- 第2回 物理工学科教室談話会（講師：Prof.T. Kimoto）
日時： 2016年5月12日(木) 13:30-15:00
場所：工学部6号館 2階 62号講義室
講師：Prof. T. Kimoto
所属：Dept. of Electronic Science & Engineering, Kyoto University
題目：Material Science in SiC Power Devices
Abstract：Power semiconductor devices have attracted increasing attention as key components in a variety of power conversion systems. Although the performance of Si power devices has remarkably been improved, silicon carbide (SiC) (and gallium nitride (GaN)) is promising for advanced low-loss and fast power devices, which can substantially outperform Si-based power devices. Through recent progress in SiC growth and device technologies, production of 600 –1700 V SiC Schottky barrier diodes and power MOSFETs has started, and remarkable improvement of energy efficiency has been demonstrated in real systems such as power supplies, air conditioners, photovoltaic power converters, and railcars. In spite of the promising potential of SiC power devices, basic understanding of material science associated with SiC is still very poor, leading to the lack of guidelines for defect control and thereby further improvement of device performance/reliability. In this seminar, several important topics including the oxide/semiconductor interface, carrier lifetimes, and high-field phenomena in SiC are reviewed.

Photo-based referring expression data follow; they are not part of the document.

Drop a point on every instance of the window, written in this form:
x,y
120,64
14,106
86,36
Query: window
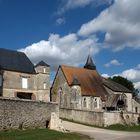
x,y
23,95
0,80
44,85
44,70
24,83
85,103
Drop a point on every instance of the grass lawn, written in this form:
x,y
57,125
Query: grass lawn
x,y
40,134
118,127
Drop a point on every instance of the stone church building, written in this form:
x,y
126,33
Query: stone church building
x,y
85,89
19,78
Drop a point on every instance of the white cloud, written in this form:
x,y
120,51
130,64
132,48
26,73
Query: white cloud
x,y
61,50
105,75
60,21
113,62
132,74
72,4
120,22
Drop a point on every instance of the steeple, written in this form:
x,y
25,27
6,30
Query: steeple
x,y
75,82
89,64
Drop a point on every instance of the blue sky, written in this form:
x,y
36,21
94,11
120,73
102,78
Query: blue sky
x,y
62,31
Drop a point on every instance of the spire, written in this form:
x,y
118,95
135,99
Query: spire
x,y
89,64
75,82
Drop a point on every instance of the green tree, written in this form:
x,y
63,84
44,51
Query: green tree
x,y
125,82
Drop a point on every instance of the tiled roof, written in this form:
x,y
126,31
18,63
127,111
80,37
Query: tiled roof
x,y
115,86
112,100
90,81
42,63
15,61
89,64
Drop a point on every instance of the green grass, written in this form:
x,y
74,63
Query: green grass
x,y
133,128
118,127
40,134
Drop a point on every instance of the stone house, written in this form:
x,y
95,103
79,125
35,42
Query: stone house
x,y
85,89
19,78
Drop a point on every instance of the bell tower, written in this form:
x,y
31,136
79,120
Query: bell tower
x,y
89,64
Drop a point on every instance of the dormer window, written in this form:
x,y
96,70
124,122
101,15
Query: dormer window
x,y
44,70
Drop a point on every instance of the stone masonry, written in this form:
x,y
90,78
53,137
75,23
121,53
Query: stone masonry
x,y
22,114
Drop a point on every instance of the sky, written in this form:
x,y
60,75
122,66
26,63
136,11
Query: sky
x,y
67,31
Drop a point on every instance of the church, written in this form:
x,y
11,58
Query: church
x,y
85,89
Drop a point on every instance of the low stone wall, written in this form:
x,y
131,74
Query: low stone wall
x,y
18,114
121,118
87,117
99,118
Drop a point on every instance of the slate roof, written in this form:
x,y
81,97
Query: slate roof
x,y
90,81
115,86
42,63
15,61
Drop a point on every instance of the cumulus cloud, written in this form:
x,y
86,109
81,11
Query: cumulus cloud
x,y
132,74
60,21
56,50
120,22
113,62
72,4
105,75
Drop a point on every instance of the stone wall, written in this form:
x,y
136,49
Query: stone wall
x,y
98,118
17,114
120,118
87,117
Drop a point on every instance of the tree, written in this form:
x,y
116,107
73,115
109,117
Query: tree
x,y
127,83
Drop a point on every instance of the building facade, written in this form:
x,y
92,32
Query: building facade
x,y
84,89
19,78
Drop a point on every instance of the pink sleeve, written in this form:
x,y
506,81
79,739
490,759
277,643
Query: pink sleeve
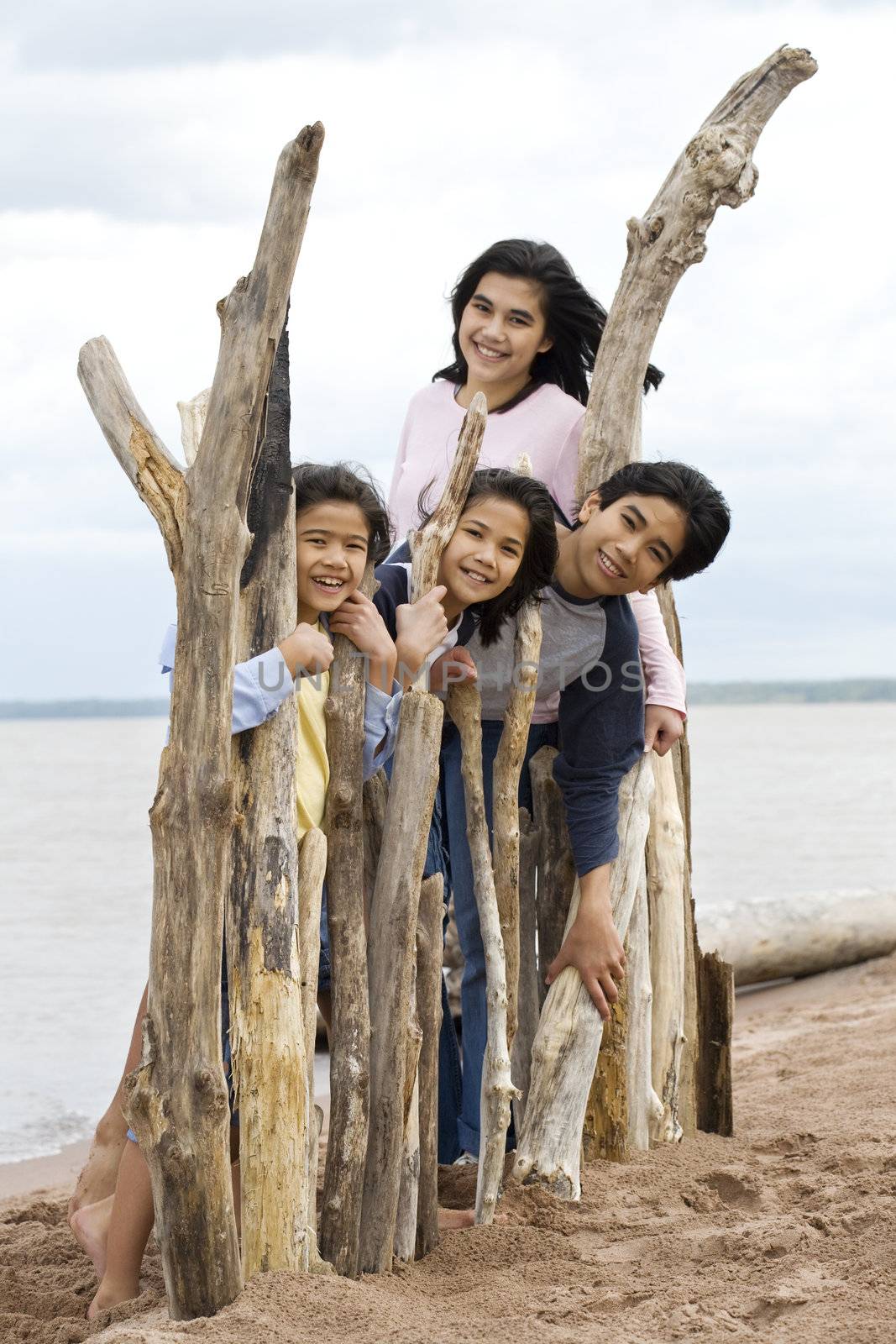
x,y
563,480
664,675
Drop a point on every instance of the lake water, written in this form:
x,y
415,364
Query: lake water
x,y
786,799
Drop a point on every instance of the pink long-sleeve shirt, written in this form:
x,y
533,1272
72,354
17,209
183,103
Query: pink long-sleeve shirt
x,y
546,427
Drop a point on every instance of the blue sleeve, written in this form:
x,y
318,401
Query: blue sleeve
x,y
380,726
600,722
396,589
261,685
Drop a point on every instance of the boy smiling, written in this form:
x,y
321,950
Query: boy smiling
x,y
649,523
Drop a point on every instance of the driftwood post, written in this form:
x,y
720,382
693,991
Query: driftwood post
x,y
530,1000
266,1037
179,1099
566,1047
497,1092
312,867
429,1007
398,880
351,1027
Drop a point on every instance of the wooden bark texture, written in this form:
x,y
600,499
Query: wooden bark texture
x,y
718,1011
465,707
312,870
396,891
557,870
179,1101
667,864
429,1008
564,1054
645,1106
506,806
390,949
427,546
528,996
801,936
605,1133
266,1035
351,1019
714,170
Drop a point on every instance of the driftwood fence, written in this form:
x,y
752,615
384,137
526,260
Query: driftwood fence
x,y
223,840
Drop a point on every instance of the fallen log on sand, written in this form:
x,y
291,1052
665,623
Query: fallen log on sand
x,y
799,934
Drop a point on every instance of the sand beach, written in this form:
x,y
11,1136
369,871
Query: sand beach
x,y
783,1233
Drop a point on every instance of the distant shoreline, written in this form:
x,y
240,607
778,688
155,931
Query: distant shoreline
x,y
851,691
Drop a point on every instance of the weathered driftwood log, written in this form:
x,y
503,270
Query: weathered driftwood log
x,y
667,862
557,870
528,999
605,1132
429,1010
405,1242
351,1019
312,869
714,170
266,1037
506,785
465,707
645,1106
179,1101
566,1047
715,1113
396,893
804,934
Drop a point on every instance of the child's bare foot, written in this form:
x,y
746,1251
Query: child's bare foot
x,y
110,1294
454,1220
90,1226
100,1173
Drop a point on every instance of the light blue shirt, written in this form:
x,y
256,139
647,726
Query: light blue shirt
x,y
262,683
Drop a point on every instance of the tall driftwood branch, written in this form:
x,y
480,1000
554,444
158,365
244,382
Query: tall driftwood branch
x,y
312,869
667,862
714,170
429,1007
557,870
351,1025
266,1037
143,456
645,1108
506,808
396,893
566,1047
179,1101
528,1000
465,707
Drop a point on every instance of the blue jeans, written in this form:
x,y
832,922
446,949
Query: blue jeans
x,y
473,1005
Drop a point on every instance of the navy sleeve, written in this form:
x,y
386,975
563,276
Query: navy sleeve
x,y
600,738
396,585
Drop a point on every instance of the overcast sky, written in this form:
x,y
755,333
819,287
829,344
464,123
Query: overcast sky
x,y
136,158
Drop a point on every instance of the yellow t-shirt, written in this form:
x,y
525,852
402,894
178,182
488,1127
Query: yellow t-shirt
x,y
312,766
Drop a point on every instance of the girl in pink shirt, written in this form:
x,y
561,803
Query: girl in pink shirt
x,y
526,333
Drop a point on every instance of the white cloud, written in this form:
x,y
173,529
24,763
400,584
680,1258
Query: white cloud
x,y
136,197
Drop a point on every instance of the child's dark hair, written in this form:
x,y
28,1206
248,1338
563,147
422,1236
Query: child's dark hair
x,y
705,510
539,557
574,319
317,483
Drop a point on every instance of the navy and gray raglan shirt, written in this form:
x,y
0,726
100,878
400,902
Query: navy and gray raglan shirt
x,y
394,577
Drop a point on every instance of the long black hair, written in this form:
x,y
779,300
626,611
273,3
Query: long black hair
x,y
317,483
574,319
539,557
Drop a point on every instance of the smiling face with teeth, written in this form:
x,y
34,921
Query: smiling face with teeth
x,y
331,554
501,331
484,554
622,549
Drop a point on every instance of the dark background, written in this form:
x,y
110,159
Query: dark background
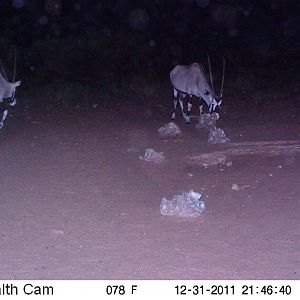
x,y
114,40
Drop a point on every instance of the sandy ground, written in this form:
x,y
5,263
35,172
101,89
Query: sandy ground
x,y
77,203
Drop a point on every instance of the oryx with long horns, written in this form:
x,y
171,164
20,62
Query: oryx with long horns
x,y
7,91
189,80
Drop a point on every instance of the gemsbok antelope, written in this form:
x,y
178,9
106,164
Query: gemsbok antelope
x,y
189,80
7,90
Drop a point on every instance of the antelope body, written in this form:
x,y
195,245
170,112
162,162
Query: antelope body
x,y
7,90
189,80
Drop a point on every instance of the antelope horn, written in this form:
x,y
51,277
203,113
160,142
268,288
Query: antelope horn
x,y
210,75
15,66
223,76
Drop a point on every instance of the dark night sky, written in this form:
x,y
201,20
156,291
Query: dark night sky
x,y
159,31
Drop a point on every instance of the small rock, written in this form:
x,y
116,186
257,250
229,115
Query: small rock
x,y
235,187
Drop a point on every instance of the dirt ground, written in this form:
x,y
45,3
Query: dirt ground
x,y
76,202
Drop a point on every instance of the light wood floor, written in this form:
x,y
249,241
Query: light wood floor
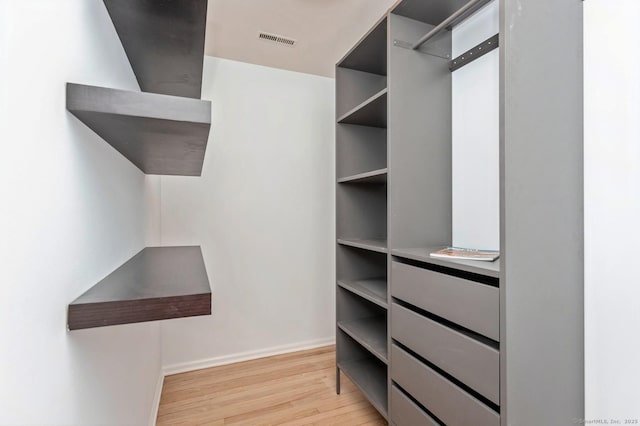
x,y
291,389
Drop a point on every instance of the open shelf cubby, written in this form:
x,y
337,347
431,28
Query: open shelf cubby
x,y
362,272
362,216
164,42
157,283
160,134
364,321
373,289
367,372
361,150
370,333
375,176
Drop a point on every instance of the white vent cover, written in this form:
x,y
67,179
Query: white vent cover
x,y
285,41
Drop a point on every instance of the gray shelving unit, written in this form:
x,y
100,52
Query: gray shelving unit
x,y
467,342
361,210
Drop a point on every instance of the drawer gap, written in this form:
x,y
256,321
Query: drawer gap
x,y
462,330
415,401
478,278
449,377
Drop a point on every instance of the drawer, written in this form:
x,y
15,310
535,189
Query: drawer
x,y
468,360
470,304
451,404
405,412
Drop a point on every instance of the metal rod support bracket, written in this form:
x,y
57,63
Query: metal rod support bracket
x,y
433,51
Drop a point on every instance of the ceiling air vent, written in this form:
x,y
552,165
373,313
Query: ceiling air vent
x,y
277,39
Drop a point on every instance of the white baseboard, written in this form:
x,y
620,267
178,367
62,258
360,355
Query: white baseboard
x,y
245,356
156,400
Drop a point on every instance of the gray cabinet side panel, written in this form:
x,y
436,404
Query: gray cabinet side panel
x,y
541,149
419,132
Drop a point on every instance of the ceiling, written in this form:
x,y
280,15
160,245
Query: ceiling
x,y
324,31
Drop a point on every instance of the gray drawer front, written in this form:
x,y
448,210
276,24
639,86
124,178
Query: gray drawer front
x,y
473,363
445,400
405,412
472,305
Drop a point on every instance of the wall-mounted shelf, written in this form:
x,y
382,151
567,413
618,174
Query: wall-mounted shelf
x,y
164,41
375,176
374,289
157,283
489,269
370,333
372,112
371,378
160,134
379,246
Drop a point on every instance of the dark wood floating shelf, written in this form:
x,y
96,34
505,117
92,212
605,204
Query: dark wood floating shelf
x,y
157,283
489,269
164,41
160,134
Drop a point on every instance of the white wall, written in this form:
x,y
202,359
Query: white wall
x,y
263,212
612,209
71,210
475,136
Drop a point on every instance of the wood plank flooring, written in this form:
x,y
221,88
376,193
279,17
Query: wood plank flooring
x,y
292,389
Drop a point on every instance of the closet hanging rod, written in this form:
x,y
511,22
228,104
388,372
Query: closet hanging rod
x,y
458,15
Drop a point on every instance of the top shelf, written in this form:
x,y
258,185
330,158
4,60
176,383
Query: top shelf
x,y
433,12
442,14
488,269
370,53
164,41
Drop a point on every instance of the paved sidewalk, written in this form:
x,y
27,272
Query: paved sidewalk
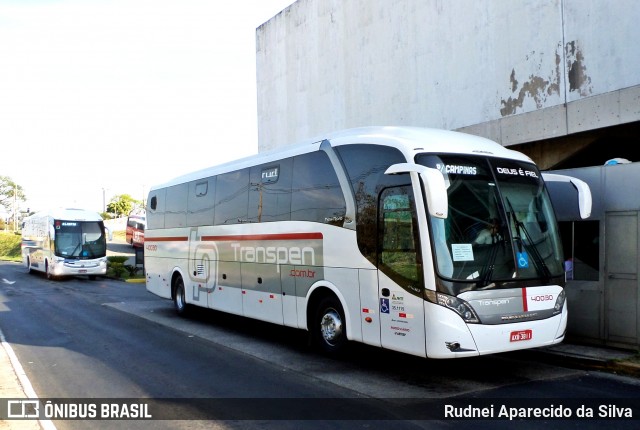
x,y
11,388
566,354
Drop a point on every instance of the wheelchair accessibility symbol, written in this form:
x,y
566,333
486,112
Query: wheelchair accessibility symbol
x,y
523,260
384,306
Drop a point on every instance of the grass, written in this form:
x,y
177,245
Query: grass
x,y
10,246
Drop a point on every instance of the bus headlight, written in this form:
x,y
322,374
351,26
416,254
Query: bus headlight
x,y
457,305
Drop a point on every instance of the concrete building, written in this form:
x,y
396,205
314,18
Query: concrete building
x,y
556,79
552,78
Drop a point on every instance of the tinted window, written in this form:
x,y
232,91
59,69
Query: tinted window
x,y
365,166
155,209
232,194
201,202
400,256
316,193
176,207
270,192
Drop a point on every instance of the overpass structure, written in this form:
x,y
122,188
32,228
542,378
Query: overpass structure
x,y
556,79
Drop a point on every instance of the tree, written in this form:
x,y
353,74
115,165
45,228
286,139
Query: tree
x,y
122,204
10,194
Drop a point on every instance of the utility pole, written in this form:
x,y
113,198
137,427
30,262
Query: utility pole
x,y
15,218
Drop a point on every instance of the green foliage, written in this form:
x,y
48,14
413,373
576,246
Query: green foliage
x,y
116,266
10,246
8,189
122,205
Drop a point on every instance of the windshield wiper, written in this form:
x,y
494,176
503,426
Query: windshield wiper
x,y
538,261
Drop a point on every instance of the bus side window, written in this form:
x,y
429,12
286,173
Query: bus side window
x,y
155,210
316,193
400,257
176,207
232,197
270,191
201,202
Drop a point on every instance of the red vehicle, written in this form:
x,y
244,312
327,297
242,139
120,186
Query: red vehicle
x,y
135,230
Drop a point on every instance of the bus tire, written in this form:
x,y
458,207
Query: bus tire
x,y
179,301
329,328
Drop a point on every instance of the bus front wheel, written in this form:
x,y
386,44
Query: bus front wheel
x,y
179,301
47,271
329,326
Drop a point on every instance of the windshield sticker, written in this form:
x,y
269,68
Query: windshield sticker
x,y
462,251
517,172
523,260
459,170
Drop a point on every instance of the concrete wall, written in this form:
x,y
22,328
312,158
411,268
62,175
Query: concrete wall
x,y
513,71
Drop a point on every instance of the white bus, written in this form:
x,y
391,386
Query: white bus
x,y
429,242
64,242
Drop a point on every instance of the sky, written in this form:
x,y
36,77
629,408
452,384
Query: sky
x,y
100,98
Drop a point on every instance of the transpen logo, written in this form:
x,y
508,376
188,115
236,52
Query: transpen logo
x,y
294,255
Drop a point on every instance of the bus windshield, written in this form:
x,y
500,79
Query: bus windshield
x,y
501,225
80,239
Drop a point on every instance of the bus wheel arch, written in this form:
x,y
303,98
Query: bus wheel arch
x,y
327,322
178,294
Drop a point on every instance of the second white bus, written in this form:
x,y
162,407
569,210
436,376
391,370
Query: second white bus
x,y
429,242
64,242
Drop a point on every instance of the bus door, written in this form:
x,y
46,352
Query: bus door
x,y
203,258
400,276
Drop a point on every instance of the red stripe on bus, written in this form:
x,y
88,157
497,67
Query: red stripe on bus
x,y
166,239
280,236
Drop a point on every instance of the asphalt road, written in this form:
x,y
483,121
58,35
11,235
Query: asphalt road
x,y
78,338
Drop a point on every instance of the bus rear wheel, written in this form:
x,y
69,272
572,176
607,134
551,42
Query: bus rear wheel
x,y
179,301
329,330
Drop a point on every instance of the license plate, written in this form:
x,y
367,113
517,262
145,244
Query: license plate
x,y
517,336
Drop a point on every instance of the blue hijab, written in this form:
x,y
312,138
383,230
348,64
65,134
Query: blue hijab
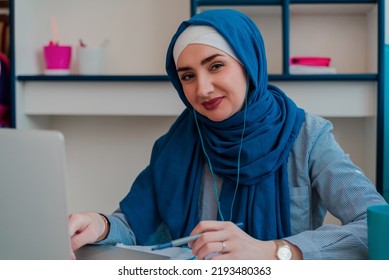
x,y
167,191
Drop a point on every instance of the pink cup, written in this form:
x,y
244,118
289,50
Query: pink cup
x,y
57,57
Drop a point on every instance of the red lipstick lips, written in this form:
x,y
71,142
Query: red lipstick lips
x,y
212,104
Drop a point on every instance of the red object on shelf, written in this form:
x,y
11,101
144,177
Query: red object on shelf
x,y
310,60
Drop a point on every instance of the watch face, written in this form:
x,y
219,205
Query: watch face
x,y
284,253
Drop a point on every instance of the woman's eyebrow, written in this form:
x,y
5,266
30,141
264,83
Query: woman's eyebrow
x,y
204,61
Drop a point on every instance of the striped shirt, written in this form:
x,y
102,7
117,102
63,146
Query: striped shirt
x,y
321,178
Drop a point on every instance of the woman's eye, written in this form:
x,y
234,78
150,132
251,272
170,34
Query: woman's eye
x,y
186,77
216,66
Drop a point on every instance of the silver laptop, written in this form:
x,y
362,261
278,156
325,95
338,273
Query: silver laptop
x,y
33,200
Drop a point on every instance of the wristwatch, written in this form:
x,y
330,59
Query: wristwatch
x,y
283,250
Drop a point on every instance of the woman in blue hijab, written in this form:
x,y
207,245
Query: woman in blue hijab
x,y
241,152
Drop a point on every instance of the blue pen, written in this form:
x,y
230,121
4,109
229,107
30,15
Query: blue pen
x,y
182,241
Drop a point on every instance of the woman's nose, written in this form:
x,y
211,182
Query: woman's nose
x,y
204,85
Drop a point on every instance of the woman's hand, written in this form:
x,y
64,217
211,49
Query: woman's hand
x,y
85,228
224,240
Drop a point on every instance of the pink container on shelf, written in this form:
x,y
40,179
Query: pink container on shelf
x,y
57,58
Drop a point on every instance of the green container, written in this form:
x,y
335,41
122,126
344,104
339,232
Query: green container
x,y
378,231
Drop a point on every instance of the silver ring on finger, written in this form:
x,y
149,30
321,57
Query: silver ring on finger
x,y
223,248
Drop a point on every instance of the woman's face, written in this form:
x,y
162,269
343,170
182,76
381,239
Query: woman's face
x,y
214,83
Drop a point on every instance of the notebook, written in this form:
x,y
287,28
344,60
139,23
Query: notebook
x,y
33,200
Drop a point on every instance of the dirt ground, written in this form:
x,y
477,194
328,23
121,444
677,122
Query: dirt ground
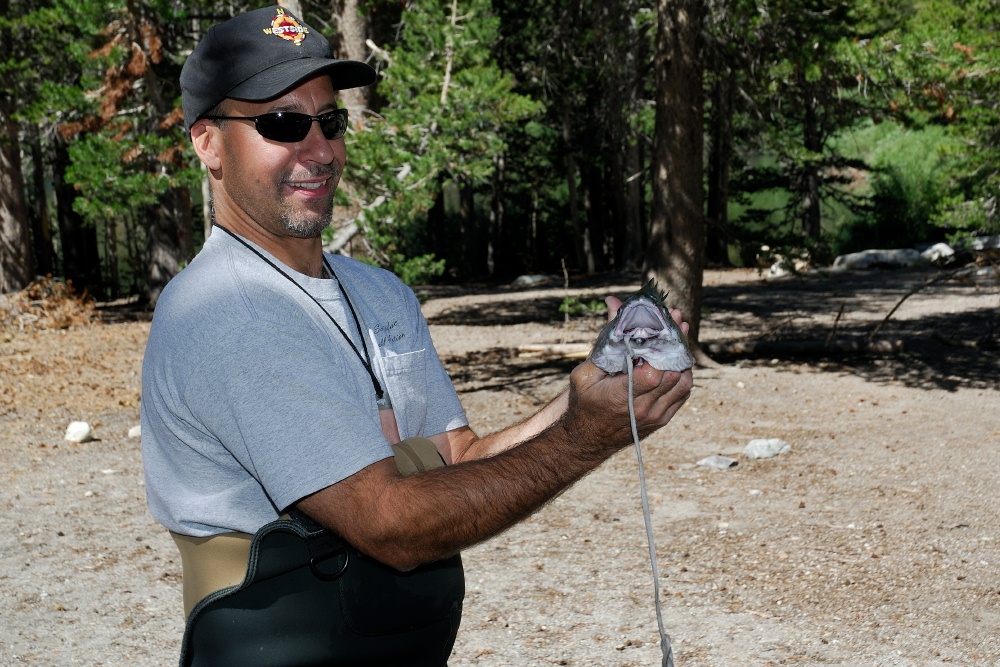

SiC power MOSFETs are an ideal power switch owing to the low on-resistance and fast switching. However, the interface properties of SiO2/SiC MOS structures are still far from a satisfactory level, severely affecting the performance and reliability of SiC power MOSFETs. To understand the MOS physics, the interface defects have been characterized by several unique techniques, and the correlation with channel mobility has been established. Control of carrier lifetimes in SiC is a key technology for SiC bipolar devices such as PiN diodes, thyristors, and IGBTs. The author’s group identified the lifetime-killing defect in SiC and revealed its microstructure; that is carbon monovacancy. The carbon vacancy defects can be almost completely eliminated or intentionally generated by several techniques. By combination of these processes, control of carrier lifetimes in SiC has been demonstrated.
Junction breakdown is mainly governed by impact ionization caused by high-energy carriers under high electric field. The author’s group fabricated unique diode structures and succeeded to accurately determine the electron and hole impact ionization coefficients in the wide electric field and temperature ranges. A few unusual behaviors
are observed in impact ionization coefficients, and these phenomena may be attributed to a unique electronic band structure of SiC.
- 第1回 物理工学科教室談話会（講師：Inti Sodemann）
講師：Inti Sodemann (Massachusetts Institute of Technology)
題目：Particle-hole symmetric phases in multicomponent Landau levels
概要：The picture of fractional quantum Hall states as liquids of composite particles made from electrons bound to fluxes has evolved over the years as a central paradigm in the understanding of these phases. A recent proposal on the compressible phase that arises in half-filled Landau levels allows to consistently incorporate the particle-hole symmetry by viewing the composite fermion as a Dirac particle. In turn, the natural habitat for this Dirac composite fermion is the surface of a chiral topological insulator protected by an anti-unitary particle-hole symmetry with a single Dirac cone. In this talk I will describe generalizations of these ideas to the case of N-component landau levels, such as those arising in quantum Hall bilayers (N=2) and graphene (N=4). When multi-component Landau levels are half filled they can be viewed as the surface of a chiral topological insulator with N Dirac cones. I will describe gapped phases that respect the particle-hole symmetry and are top
ologically ordered and discuss their potential experimental realization.